Kupno nowego czy używanego motocykla, to częsty dylemat u osób przymierzających się do bycia właścicielem wymarzonego jednośladu. Co jest fundamentalnym czynnikiem decyzyjnym?
Czym się kierować wybierając motocykl?
Jeszcze kilkanaście lat temu wybór był prostszy, a dylematy rozwiewała "okazja", która się trafiała albo nie. Motocykl nie był też aż tak popularnym środkiem transportu jak obecnie, więc prawdziwi motocykliści kierowali się nieco innymi pobudkami, by spełniać się w swojej pasji niż współcześni miłośnicy motocyklizmu. Niezależnie jednak od tego, czym się kierujemy decydując się na zakup motocykla (w sensie czy ma on zaspokoić jedynie nasze ego, ma być tylko naszym hobby uprawianym z mniejszą lub większą pasją, czy też ma być przedmiotem użytkowym w codziennym życiu), pojawia się pytanie: nowy czy używany motocykl? Odpowiedź w zasadzie jest prosta - wszystko zależy od pieniędzy. Jeśli stać nas na zakup nowego motocykla czy skutera w salonie, kupujmy nowy. Jeśli nie mamy odpowiednich środków, kupmy używany.
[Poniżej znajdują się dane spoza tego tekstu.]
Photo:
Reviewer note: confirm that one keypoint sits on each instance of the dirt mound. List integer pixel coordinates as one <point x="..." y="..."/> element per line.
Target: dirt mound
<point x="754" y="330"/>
No dobrze, ale dziś możemy też kupić nowy motocykl w cenie używanego. A ściślej rzecz ujmując: nowy motocykl rodem z Chin w cenie używki uznanej marki. Oczywiście rzecz dotyczy głównie małych pojemności (125, 250 i ewentualnie 320 ccm, choć zdarzają się też maszyny z silnikiem 650 ccm). I tu dochodzimy do sedna. Spróbujmy zebrać wszystkie możliwe za i przeciw, które być może pomogą nam w podjęciu decyzji o zakupie (chyba, że mamy już swoją wyrobioną opinię na ten temat).
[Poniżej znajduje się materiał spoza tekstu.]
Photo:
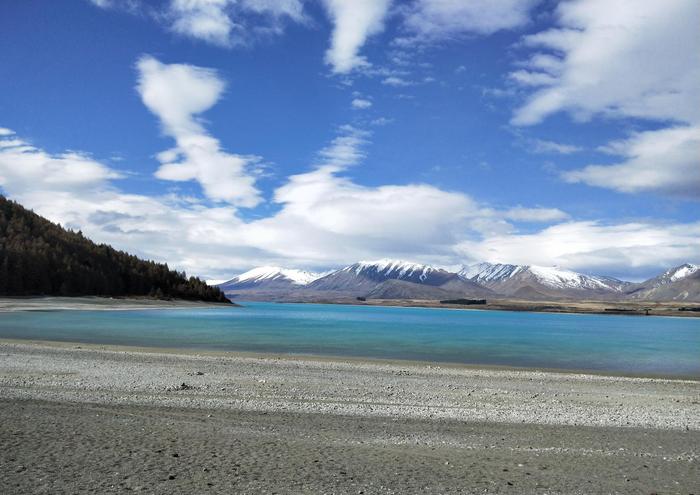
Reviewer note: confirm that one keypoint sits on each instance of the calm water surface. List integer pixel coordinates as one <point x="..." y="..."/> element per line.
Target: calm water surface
<point x="610" y="343"/>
Cena motocykla nowego a używanego
W cenie nowego chińskiego motocykla 125 ccm (przyjmijmy kwotę 5500 zł) możemy upolować np. kilkuletnią, sprowadzoną hondę o tej samej pojemności. Używki będą raczej starsze niż 5 lat, ale bardziej liczy się przebieg motocykla. A najbardziej to, jak był użytkowany. Wiadomą rzeczą jest, że motocykl nowy posiada gwarancję, a jego silnik trzeba dotrzeć.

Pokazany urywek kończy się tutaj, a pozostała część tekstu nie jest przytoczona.